Explorative visual analytics on interval-based genomic data and their metadata.
AbstractBackground With the wide-spreading of public repositories of NGS processed data, the availability of user-friendly and effective tools for data exploration, analysis and visualization is becoming very relevant. These tools enable interactive analytics, an exploratory approach for the seamless “sense-making” of data through on-the-fly integration of analysis and visualization phases, suggested not only for evaluating processing results, but also for designing and adapting NGS data analysis pipelines.

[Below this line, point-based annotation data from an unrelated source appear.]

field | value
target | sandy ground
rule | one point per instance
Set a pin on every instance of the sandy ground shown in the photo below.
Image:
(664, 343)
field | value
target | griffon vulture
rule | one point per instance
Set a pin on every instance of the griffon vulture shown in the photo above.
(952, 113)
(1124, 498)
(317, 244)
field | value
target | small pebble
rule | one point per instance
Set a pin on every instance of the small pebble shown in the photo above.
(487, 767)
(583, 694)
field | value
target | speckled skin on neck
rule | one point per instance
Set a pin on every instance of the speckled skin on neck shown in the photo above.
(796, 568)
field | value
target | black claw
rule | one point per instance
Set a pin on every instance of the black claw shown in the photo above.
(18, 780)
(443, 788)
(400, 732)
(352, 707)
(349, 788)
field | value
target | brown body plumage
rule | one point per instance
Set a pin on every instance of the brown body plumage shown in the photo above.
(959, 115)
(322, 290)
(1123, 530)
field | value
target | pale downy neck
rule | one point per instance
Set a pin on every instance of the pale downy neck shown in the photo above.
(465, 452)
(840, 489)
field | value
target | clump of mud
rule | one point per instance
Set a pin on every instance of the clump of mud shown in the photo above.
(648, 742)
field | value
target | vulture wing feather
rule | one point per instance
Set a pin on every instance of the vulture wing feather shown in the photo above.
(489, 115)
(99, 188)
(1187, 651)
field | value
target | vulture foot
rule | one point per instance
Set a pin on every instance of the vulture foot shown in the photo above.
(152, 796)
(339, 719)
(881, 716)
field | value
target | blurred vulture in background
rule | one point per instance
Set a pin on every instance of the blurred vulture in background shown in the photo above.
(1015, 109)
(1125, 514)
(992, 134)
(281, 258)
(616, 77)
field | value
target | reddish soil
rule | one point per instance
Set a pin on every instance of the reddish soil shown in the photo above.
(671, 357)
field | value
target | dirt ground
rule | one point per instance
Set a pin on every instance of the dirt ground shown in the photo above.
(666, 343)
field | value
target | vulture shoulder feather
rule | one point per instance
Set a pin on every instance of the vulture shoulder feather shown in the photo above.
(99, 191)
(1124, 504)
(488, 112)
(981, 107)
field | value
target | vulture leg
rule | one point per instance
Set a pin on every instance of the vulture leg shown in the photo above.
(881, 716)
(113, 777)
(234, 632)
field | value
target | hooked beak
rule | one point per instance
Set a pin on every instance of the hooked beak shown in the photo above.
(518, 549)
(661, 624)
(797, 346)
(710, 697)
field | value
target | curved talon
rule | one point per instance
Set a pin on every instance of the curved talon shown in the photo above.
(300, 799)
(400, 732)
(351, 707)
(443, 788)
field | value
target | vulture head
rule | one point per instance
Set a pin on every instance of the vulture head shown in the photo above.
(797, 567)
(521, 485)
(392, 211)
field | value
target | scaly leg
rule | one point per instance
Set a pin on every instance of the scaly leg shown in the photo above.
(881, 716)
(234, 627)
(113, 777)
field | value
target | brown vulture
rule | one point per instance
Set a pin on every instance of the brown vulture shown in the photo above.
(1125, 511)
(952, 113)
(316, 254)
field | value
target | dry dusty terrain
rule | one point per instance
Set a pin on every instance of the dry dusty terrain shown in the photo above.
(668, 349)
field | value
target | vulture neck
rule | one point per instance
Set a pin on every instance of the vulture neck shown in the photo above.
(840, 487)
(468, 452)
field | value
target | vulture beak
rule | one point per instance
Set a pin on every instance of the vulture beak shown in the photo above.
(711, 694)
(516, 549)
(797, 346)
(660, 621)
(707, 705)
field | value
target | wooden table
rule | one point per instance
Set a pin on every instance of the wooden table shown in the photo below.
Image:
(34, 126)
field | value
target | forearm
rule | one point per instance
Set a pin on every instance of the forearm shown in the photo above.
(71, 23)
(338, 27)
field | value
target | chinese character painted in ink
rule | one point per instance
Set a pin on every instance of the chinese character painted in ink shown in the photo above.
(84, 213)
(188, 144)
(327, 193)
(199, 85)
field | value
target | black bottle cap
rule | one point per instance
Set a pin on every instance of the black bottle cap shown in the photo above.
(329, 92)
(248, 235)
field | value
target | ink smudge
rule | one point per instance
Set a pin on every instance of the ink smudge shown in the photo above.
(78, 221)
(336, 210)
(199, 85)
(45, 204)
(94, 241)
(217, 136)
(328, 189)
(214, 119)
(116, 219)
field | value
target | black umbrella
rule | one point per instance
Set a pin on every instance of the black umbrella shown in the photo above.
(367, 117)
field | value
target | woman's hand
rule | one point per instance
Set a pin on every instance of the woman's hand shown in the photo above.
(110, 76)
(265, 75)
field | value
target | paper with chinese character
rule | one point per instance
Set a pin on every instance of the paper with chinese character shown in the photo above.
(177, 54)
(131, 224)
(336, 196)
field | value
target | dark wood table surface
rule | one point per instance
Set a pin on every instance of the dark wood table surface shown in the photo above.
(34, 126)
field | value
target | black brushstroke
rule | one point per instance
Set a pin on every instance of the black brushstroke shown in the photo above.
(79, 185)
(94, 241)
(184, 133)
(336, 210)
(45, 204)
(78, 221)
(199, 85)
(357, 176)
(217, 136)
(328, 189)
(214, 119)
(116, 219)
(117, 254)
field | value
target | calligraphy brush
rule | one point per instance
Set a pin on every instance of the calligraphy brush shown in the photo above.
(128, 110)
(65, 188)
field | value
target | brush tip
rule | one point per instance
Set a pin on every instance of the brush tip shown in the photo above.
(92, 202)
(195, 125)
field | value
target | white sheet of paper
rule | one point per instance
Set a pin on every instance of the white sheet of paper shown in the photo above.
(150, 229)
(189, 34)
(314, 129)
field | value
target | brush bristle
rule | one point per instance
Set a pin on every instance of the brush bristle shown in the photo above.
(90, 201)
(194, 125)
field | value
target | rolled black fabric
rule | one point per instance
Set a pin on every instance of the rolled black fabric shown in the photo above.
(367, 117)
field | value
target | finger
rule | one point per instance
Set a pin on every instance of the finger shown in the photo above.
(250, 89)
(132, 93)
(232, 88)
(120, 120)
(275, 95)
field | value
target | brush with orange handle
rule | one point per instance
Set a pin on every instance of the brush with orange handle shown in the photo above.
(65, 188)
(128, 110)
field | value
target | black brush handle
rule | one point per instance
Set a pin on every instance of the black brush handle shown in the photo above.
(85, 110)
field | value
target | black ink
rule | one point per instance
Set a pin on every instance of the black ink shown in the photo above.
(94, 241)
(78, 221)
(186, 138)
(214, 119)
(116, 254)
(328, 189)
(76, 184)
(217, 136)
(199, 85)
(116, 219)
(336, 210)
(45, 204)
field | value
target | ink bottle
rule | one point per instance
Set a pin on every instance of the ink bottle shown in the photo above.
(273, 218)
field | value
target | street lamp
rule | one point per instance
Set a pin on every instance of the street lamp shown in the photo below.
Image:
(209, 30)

Results This paper presents abstractions for supporting the early analysis of NGS processed data and their implementation in an associated tool, named GenoMetric Space Explorer (GeMSE). This tool serves the needs of the GenoMetric Query Language, an innovative cloud-based system for computing complex queries over heterogeneous processed data. It can also be used starting from any text files in standard BED, BroadPeak, NarrowPeak, GTF, or general tab-delimited format, containing numerical features of genomic regions; metadata can be provided as text files in tab-delimited attribute-value format. GeMSE allows interactive analytics, consisting of on-the-fly cycling among steps of data exploration, analysis and visualization that help biologists and bioinformaticians in making sense of heterogeneous genomic datasets. By means of an explorative interaction support, users can trace past activities and quickly recover their results, seamlessly going backward and forward in the analysis steps and comparative visualizations of heatmaps.